Thanks to a quite wide geographical distribution, we can find some interesting biological as well as morphological differences between Green Swordtail populations, impossible to distinguish among cultivated fancy strains, ( besides body colour combinations in different patterns and man made selection induced long fin lines ).
To illustrate a simple plain idea about wild fish variety, there is an example at the Gallery section of this website on wild strains of Xiphophorus hellerii.
This variability is so evident that by the end of 1960’s taxonomical studies point towards several subspecies :
Xiphophorus hellerii strigatus, ( Regan ) : Mexico – Papaloapan river and Coatzacoalcos river.
Xiphophorus hellerii guentheri, (Jordan & Evermann ) : México - Laguna Sontecomapan, Grijalva river, Usumacinta river basin ( Mexico and Guatemala ); also in Guatemala and Belize – rivers running in the direction of the Atlantic Ocean, and all geographical distribution inside Honduras.
Xiphophorus hellerii signum ( Kallman & Atz ) : Guatemala – Chajmaic river.
Xiphophorus helleri alvarezi ( Rosen ) : Mexico and Guatemala – Lacantún river.
Xiphophorus helleri alvarezi, Rosen, 1960; ( valid as )
Xiphophorus alvarezi, Wischnath & Foerster, 1985
Even so, wild populations from several species under strict close contact with predators do show evidence of larger individuals, specially when compared with those others free from such stress, ( and this one is far from be an exception to this rule ).

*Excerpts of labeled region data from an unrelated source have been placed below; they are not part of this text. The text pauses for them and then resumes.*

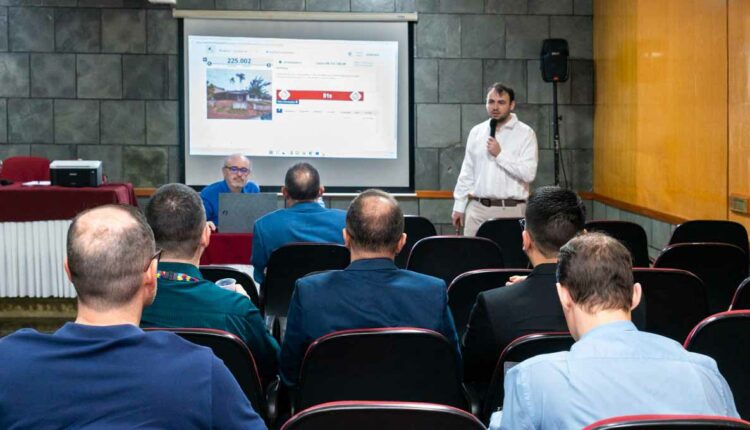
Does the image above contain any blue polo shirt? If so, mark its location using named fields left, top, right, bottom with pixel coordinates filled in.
left=0, top=323, right=266, bottom=430
left=201, top=180, right=260, bottom=226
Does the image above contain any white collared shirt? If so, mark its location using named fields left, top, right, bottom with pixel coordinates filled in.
left=453, top=113, right=539, bottom=212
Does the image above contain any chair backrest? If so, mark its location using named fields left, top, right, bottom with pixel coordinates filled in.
left=477, top=218, right=529, bottom=269
left=144, top=328, right=268, bottom=422
left=448, top=269, right=531, bottom=339
left=583, top=415, right=750, bottom=430
left=281, top=401, right=485, bottom=430
left=586, top=220, right=649, bottom=267
left=729, top=278, right=750, bottom=311
left=654, top=243, right=748, bottom=313
left=685, top=311, right=750, bottom=418
left=669, top=220, right=750, bottom=254
left=0, top=156, right=49, bottom=182
left=406, top=236, right=503, bottom=287
left=480, top=332, right=575, bottom=424
left=295, top=327, right=469, bottom=411
left=200, top=266, right=262, bottom=311
left=395, top=215, right=437, bottom=269
left=633, top=267, right=710, bottom=343
left=260, top=243, right=349, bottom=317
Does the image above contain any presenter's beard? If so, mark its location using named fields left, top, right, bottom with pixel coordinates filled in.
left=491, top=112, right=510, bottom=124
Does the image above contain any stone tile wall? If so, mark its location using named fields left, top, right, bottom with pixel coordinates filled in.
left=0, top=0, right=594, bottom=231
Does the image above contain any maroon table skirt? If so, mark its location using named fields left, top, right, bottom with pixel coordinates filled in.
left=201, top=233, right=253, bottom=264
left=0, top=183, right=138, bottom=222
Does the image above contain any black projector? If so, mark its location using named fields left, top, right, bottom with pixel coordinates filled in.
left=49, top=160, right=102, bottom=187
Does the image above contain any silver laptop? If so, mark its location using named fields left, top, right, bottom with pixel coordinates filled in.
left=219, top=193, right=279, bottom=233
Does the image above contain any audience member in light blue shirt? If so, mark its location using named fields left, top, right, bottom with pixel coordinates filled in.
left=490, top=234, right=739, bottom=430
left=201, top=154, right=260, bottom=230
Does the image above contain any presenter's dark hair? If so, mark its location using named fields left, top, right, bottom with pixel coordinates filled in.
left=67, top=205, right=155, bottom=311
left=346, top=189, right=404, bottom=252
left=557, top=233, right=633, bottom=313
left=526, top=186, right=586, bottom=258
left=284, top=163, right=320, bottom=200
left=487, top=82, right=516, bottom=102
left=146, top=184, right=206, bottom=258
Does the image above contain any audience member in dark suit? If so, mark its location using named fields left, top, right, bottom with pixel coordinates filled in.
left=0, top=206, right=266, bottom=430
left=141, top=184, right=279, bottom=382
left=463, top=187, right=586, bottom=383
left=252, top=163, right=346, bottom=282
left=281, top=190, right=458, bottom=385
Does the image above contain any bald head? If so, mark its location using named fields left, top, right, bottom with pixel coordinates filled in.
left=346, top=190, right=404, bottom=253
left=67, top=205, right=155, bottom=310
left=284, top=163, right=320, bottom=201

Sexual selection had an important role on the species morphological variability.
Females fill more attracted and select males on the basis of visual cues, like melanophore patterning as well as male’s longer tail appendices, ( Jerald B. Johnson & Alexandra L. Basolo, 2003 ).
The counterpace is that a highlighted individual is also more evident to predators, resulting in conspicuousness due to more elaborate ornamentation.
The simple fact of a female’s let herself to remain in the presence of such marked male during courtship, can put in danger her life too, as they both become conspicuous to near by predators, ( Jerald B. Johnson & Alexandra L. Basolo, 2003 ).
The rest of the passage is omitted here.